Many spices taste like complex blends of flavors, especially when used in combination. Celery seed, on the other hand, tastes exactly like celery. Which means that your tasters won't be musing on "hints of licorice," but will know full well what's there. And there are many times when that's just what you want. After all, celery is grassy, a little sweet, slightly bitter, and adds a pleasant chlorophyll taste to whatever it touches.
Celery has been used in aromatic blends for centuries, such as in French mirepoix, a 2:1:1 ratio of onion, carrot, and celery that instantly smells like the best chicken soup ever when it hits hot olive oil. It also rounds out the Cajun aromatic trinity with onion and bell pepper, where the slightly bitter celery and bell pepper transform a dish. While celery and celery seed on their own can be a little harsh, leaving the mouth feel somewhat soapy, they're in several classic flavor combinations worth acknowledging and exploring, and wherever you'd use celery, you can use celery seed instead.

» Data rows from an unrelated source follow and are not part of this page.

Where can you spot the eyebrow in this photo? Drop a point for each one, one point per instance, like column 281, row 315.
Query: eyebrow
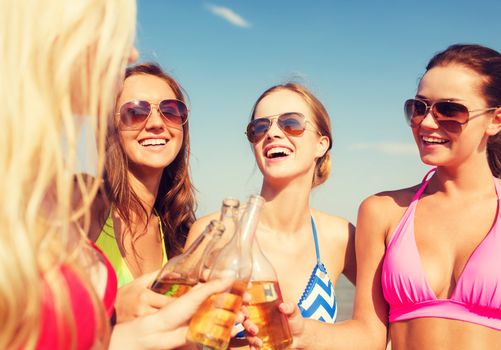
column 421, row 97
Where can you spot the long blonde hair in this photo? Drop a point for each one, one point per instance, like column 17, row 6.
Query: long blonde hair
column 61, row 61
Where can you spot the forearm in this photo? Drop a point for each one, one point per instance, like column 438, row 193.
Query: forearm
column 347, row 335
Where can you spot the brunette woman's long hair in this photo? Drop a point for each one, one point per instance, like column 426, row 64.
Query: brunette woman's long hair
column 175, row 202
column 485, row 62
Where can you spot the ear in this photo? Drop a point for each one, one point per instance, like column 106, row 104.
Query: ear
column 322, row 146
column 495, row 124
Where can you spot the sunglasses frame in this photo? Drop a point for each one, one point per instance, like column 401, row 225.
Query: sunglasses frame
column 276, row 117
column 152, row 105
column 439, row 116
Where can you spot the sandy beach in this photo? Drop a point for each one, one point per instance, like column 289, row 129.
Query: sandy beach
column 345, row 292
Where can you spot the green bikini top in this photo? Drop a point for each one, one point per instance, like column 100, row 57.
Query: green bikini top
column 108, row 244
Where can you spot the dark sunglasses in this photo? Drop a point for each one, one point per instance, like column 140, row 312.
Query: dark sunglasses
column 292, row 124
column 448, row 114
column 133, row 114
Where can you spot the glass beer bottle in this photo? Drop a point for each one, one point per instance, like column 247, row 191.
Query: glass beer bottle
column 229, row 218
column 182, row 272
column 212, row 323
column 263, row 309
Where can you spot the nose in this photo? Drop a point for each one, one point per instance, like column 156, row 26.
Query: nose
column 274, row 130
column 155, row 120
column 429, row 120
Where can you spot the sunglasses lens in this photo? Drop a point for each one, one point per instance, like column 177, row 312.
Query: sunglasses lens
column 415, row 111
column 134, row 113
column 292, row 124
column 257, row 129
column 174, row 111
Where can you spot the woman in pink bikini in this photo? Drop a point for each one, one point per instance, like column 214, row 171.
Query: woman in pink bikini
column 429, row 256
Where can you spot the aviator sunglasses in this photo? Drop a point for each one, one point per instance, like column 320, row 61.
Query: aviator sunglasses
column 133, row 114
column 292, row 124
column 448, row 114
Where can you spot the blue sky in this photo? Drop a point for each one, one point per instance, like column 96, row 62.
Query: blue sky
column 362, row 59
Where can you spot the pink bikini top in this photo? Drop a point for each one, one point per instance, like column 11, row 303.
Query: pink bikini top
column 477, row 295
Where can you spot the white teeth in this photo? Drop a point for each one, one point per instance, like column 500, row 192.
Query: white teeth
column 153, row 142
column 433, row 139
column 278, row 150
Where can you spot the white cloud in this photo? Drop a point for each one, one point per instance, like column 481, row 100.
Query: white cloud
column 229, row 15
column 390, row 148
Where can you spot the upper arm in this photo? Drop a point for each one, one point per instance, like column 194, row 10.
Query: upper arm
column 350, row 260
column 370, row 306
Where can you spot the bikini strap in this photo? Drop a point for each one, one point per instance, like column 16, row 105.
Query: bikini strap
column 314, row 229
column 424, row 183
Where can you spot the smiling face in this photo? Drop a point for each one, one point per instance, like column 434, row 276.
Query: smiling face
column 438, row 146
column 283, row 157
column 157, row 143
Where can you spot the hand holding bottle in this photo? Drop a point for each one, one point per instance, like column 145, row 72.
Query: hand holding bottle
column 135, row 299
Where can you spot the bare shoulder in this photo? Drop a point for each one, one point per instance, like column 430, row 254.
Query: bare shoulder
column 198, row 227
column 382, row 211
column 332, row 225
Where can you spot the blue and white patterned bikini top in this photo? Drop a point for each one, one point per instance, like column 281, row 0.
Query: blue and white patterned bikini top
column 318, row 301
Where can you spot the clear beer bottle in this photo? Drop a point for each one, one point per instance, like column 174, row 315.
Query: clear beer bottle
column 212, row 323
column 229, row 218
column 265, row 298
column 182, row 272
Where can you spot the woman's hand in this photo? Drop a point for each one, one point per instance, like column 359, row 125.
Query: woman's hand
column 167, row 328
column 136, row 299
column 296, row 323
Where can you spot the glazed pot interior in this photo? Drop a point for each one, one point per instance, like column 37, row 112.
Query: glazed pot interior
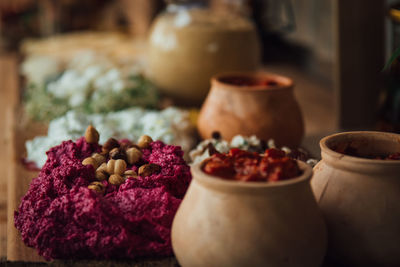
column 221, row 184
column 364, row 144
column 257, row 80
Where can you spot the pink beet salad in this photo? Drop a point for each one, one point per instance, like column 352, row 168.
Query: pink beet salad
column 104, row 202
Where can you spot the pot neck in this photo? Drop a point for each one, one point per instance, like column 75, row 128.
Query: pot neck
column 283, row 84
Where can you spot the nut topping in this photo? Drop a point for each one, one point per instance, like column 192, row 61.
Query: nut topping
column 101, row 176
column 116, row 179
column 90, row 161
column 130, row 173
column 91, row 135
column 117, row 153
column 116, row 166
column 100, row 159
column 144, row 141
column 98, row 187
column 148, row 169
column 133, row 155
column 102, row 167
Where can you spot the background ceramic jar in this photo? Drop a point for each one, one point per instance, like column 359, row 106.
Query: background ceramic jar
column 360, row 198
column 231, row 223
column 188, row 45
column 257, row 103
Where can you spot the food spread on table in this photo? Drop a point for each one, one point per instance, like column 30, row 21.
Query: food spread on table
column 241, row 165
column 171, row 125
column 110, row 201
column 116, row 164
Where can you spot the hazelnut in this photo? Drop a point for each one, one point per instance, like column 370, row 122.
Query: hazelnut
column 91, row 135
column 116, row 166
column 144, row 141
column 110, row 144
column 120, row 166
column 101, row 176
column 90, row 161
column 117, row 153
column 100, row 159
column 116, row 179
column 126, row 145
column 148, row 169
column 98, row 187
column 133, row 155
column 130, row 173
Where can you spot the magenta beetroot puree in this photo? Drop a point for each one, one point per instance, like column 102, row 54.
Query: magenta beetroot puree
column 130, row 215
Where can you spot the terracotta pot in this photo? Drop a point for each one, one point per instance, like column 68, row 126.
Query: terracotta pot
column 268, row 111
column 360, row 199
column 231, row 223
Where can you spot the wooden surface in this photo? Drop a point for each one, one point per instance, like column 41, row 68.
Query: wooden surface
column 314, row 97
column 8, row 102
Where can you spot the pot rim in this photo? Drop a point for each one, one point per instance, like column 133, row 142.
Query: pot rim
column 284, row 82
column 221, row 184
column 326, row 150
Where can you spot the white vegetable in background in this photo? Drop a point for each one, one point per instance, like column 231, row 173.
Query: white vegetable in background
column 172, row 126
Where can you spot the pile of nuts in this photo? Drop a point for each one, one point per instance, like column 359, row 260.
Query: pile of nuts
column 119, row 157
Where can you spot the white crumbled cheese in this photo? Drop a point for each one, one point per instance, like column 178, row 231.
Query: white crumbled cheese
column 251, row 143
column 171, row 126
column 201, row 152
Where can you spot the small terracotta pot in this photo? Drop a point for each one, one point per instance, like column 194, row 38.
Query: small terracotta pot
column 268, row 111
column 360, row 199
column 231, row 223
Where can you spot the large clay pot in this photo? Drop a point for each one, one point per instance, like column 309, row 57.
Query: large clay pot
column 230, row 223
column 266, row 108
column 360, row 198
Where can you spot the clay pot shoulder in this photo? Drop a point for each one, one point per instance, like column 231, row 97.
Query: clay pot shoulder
column 360, row 198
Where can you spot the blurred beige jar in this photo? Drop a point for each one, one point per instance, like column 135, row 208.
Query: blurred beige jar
column 187, row 46
column 231, row 223
column 254, row 103
column 360, row 198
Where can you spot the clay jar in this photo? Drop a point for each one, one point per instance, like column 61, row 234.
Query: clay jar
column 188, row 45
column 360, row 198
column 232, row 223
column 252, row 103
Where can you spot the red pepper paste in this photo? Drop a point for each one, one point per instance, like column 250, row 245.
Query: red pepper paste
column 246, row 166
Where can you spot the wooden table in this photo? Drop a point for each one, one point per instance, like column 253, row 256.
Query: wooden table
column 315, row 100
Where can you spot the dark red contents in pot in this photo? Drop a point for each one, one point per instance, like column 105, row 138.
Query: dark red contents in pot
column 63, row 219
column 351, row 149
column 242, row 165
column 248, row 81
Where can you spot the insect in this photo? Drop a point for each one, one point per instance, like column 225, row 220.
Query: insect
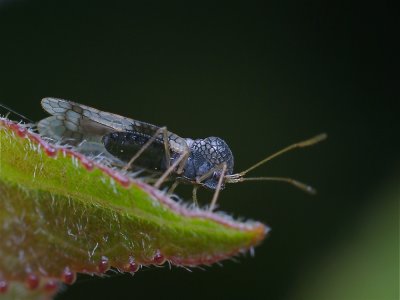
column 202, row 162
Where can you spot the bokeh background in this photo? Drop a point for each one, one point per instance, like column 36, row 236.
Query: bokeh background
column 261, row 76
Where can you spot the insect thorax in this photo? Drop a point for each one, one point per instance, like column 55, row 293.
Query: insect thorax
column 206, row 154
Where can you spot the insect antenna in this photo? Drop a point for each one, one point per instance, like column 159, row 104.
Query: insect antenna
column 239, row 177
column 10, row 110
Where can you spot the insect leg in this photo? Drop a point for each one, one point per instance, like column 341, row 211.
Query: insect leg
column 180, row 161
column 162, row 130
column 222, row 167
column 218, row 189
column 194, row 192
column 173, row 187
column 166, row 147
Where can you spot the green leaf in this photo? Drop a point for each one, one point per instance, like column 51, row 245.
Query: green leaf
column 61, row 213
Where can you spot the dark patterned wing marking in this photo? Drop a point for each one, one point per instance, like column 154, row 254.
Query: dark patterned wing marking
column 79, row 122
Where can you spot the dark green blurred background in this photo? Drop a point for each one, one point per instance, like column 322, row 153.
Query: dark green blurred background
column 260, row 77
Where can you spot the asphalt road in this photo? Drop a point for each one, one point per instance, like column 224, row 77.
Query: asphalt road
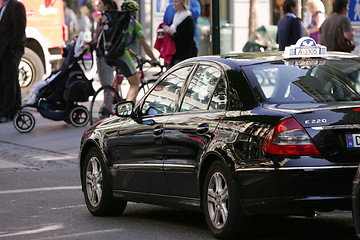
column 41, row 198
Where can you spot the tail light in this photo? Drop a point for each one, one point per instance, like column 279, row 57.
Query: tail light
column 289, row 138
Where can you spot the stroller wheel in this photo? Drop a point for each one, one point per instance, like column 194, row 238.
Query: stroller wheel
column 24, row 122
column 79, row 116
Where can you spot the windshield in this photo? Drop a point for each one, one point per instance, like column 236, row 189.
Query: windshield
column 293, row 82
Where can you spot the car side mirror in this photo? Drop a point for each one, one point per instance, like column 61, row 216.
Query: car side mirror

While tasting very similar, celery seed has some distinct advantages over celery stalks. How many times have you bought a bunch of celery to use a few stalks and have the rest rot in your fridge? Or not bought it at all to avoid the inevitable waste? Whole celery seed lasts years and can be used only a tiny pinch at a time. It's not a perfect substitute for the stalk, but it's certainly better than no celery at all.
Celery seed also imparts flavor without any of the accompanying fibrous chunks that many find unpleasant. Celery stalks retain their stringy quality when cooked, which can detract from delicate dishes like soups. Celery seed, on the other hand, marches on without these problems. If you're running short on celery or just don't want to buy it in the first place, add a pinch or two of celery seed and you're set to go. A note on use: in anything but a pickle brine, be sure to grind it. The seeds are so small they feel like sandy grit if left whole. But as you'll probably only be using a little at a time, it's worth buying the whole seeds and grinding as needed for the longevity of flavor.
If you're into making your own pickles, celery seed is your natural friend. It adds a distinctive heady flavor and aroma to salty, sour brines, and works best with cucumber pickles. With barbecue season fast approaching, do keep celery seed in mind: it's a common addition to potato salad (again, it's the grassy compliment to pickles), barbecue sauce, and spice rubs for grilled or smoked meat.
The humble celery seed is just waiting to be used in countless sophisticated flavor combinations. When used in small amounts with considered flavor combinations, it adds refreshing vegetal sweetness that easily cuts the otherwise overpowering richness of some dishes, without all the fuss of the actual vegetable. Now isn't that worth exploring?